After Trump’s speech at the Bitcoin Conference, BTC tested the USD 70,000 range on Monday but was rejected after the US government dampened bullishness by moving USD 2 billion worth of BTC to Coinbase Prime. On Wednesday, Arkham reported that over 34,800 BTC had been moved to BitGo addresses, which caused BTC to drop to just above USD 65,000 during the US session. Following the FOMC conclusion and rising Middle East tensions, BTC fell to USD 63,500 overnight, then further to USD 62,300 yesterday after weak US macro data releases. However, it rebounded to USD 65,600 during yesterday’s US after-hours following earnings reports from Apple and Coinbase; it is currently trading above USD 64,000.

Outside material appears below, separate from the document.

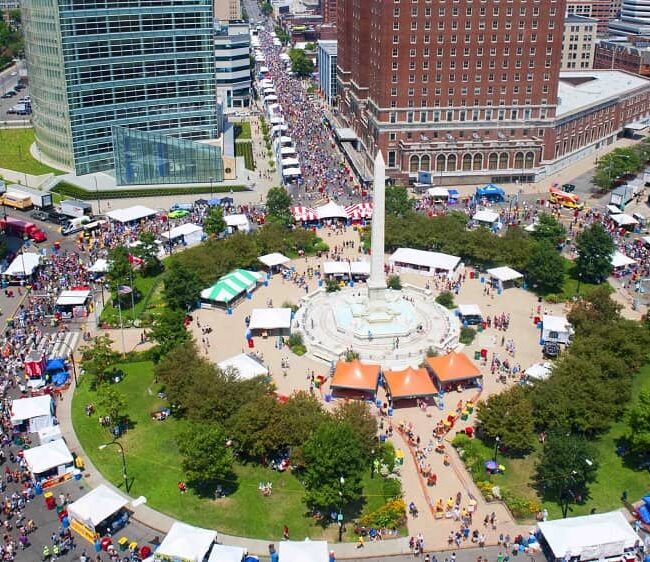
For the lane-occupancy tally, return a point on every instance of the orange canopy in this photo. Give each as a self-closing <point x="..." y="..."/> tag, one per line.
<point x="355" y="375"/>
<point x="453" y="367"/>
<point x="410" y="383"/>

ETHBTC tested the 0.05 level on Tuesday and Wednesday, achieving positive net ETF flows on Tuesday of USD 33.7 million. However, with the general decline of the crypto market and ETHE selling continuing (at a slower pace for the last four days), ETHBTC went back to 0.049 with USD 3.080 holding as the first level of support. Also, Solana went to USD 157.5 after it lost its support level of USD 172; it is currently trading above USD 160.

The 30-day BTC ATM implied volatility fell from 60% to 46% (-14% WoW) and the 30-day ETH ATM implied volatility fell from 65% to 52% (-13% WoW). The 25-delta skew declined but stayed positive across all time frames for BTC while for ETH it has turned negative across time frames from 0-30 days, which can still be attributed to Grayscale outflows and the general market downturn this week.

On the macro side, on Tuesday, the German monthly CPI rose to 0.3% in July, and CPI YoY increased to 2.3%. The US CB consumer confidence index improved with 100.3 in July, while US JOLTS job openings fell slightly to 8.184 million in June, exceeding estimates of around 8.020 million.

On Wednesday, the Bank of Japan announced an interest rate hike to 0.25% and a reduction in bond purchases. Meanwhile, the Federal Reserve maintained its key interest rate, hinting at a possible rate cut in September if inflation data remains favourable. Traders are now pricing in a 70% chance of a 25 bps rate cut and a 30% chance of a 50 bps cut, with no likelihood of no rate cut in September.

Yesterday’s economic data raised concerns about a hard landing and a weaker economy, with traders now pricing in three rate cuts by the end of the year. The US ISM Manufacturing PMI came in at 46.8 (expected 48.8), hitting an eight-month low for July, and Initial Jobless Claims reached their highest numbers since June of last year. Markets rebounded in the US afterhours with better-than-expected earnings from Apple, despite lower-than-expected revenues in the Greater China region, and positive results from Coinbase.

This afternoon, all eyes will be on US NFPs and unemployment rates, providing further insights into the current state of the economy.